Monday, July 19, 2010

Probiotics in pregnancy could prevent diabetes: Study

Combining probiotics with perinatal dietary counseling could help reduce the risk of diabetes in mothers and provide a "safe and cost-effective" tool in addressing obesity in children, according to a new study from Finland.

Published in the British Journal of Nutrition, the study found that probiotic-supplemented dietary counseling could help reduce the risk of diabetes during pregnancy, improve blood glucose control and improve child health.

"Taken together, long-term health benefits for mothers and children may be conferred by balanced maternal nutrition during pregnancy and lactation and by promoting the healthy gut microbiota in the mother and the child. The results of the present study add weight to the argument that the continuing burden of Western lifestyle diseases is modifiable,” write the researchers.

Initiated in 2002, the study included 256 women, who were randomized during their first trimester of pregnancy into a control and a dietary intervention group.

The women, none of whom had any chronic diseases, all received dietary counseling provided by welfare clinics according to a national program.

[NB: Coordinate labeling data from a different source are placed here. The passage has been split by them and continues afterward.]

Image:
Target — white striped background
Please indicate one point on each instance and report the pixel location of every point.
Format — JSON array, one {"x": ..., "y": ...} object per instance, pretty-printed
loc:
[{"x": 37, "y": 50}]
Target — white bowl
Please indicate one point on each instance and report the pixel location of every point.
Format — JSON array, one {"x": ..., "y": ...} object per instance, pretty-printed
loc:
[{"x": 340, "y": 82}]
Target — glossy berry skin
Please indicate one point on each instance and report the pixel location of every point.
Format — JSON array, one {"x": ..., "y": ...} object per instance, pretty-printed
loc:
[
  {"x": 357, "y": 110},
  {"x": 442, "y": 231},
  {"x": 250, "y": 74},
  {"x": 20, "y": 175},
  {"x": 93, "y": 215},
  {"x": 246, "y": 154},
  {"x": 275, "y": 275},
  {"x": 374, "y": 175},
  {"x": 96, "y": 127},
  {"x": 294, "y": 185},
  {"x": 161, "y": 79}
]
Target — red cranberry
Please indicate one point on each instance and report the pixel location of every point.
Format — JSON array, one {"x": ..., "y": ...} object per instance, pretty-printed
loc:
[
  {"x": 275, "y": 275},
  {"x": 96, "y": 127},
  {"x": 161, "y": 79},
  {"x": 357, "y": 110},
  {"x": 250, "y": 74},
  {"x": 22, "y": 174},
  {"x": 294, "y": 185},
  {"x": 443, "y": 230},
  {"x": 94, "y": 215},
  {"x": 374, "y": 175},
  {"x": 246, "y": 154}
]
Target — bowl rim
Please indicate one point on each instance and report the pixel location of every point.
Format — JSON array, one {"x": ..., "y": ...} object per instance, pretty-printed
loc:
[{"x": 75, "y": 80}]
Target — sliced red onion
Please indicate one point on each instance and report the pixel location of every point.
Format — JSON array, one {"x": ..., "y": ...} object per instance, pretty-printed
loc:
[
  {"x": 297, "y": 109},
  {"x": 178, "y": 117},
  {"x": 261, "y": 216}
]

The intervention group received additionally intensive dietary counseling at every study visit provided by a nutritionist, the aim being a dietary intake complying with current recommendations, combined with conventional food products with favorable fat and fiber contents for use at home, said the researchers.

The intervention group was further randomized at baseline in a double-blind manner to receive either placebo capsules or probiotics (Lactobacillus rhamnosus GG supplied by Valio, and Bifidobacterium lactis Bb12 supplied by Chr. Hansen) at a dose of 1010 colony-forming units/d each.

The capsules were taken once per day, and the intervention period extended from the first trimester of pregnancy to the end of exclusive breast-feeding.

The researchers evaluated pregnancy outcome and fetal and infant growth during the 24 months’ follow-up.

All pregnancies were of normal duration, and there were no adverse events noted in mothers or in children, which confirms the safety of this approach, said the researchers.

They noted that those women who had taken probiotics had a reduced frequency of gestational diabetes mellitus (GDM): 13 percent for the diet/probiotics group, compared to 36 percent for the diet/placebo group and 34 percent for the control group.

In addition, the dietary counseling during pregnancy reduced the risk of fetal overgrowth, which is thought to predispose to later obesity.

“Probiotic intervention reduced the risk of GDM and dietary intervention diminished the risk of larger birth size in affected cases,” wrote the researchers. “The results of the present study show that probiotic-supplemented perinatal dietary counseling could be a safe and cost-effective tool in addressing the metabolic epidemic. In view of the fact that birth size is a risk marker for later obesity, the present results are of significance for public health in demonstrating that this risk is modifiable.”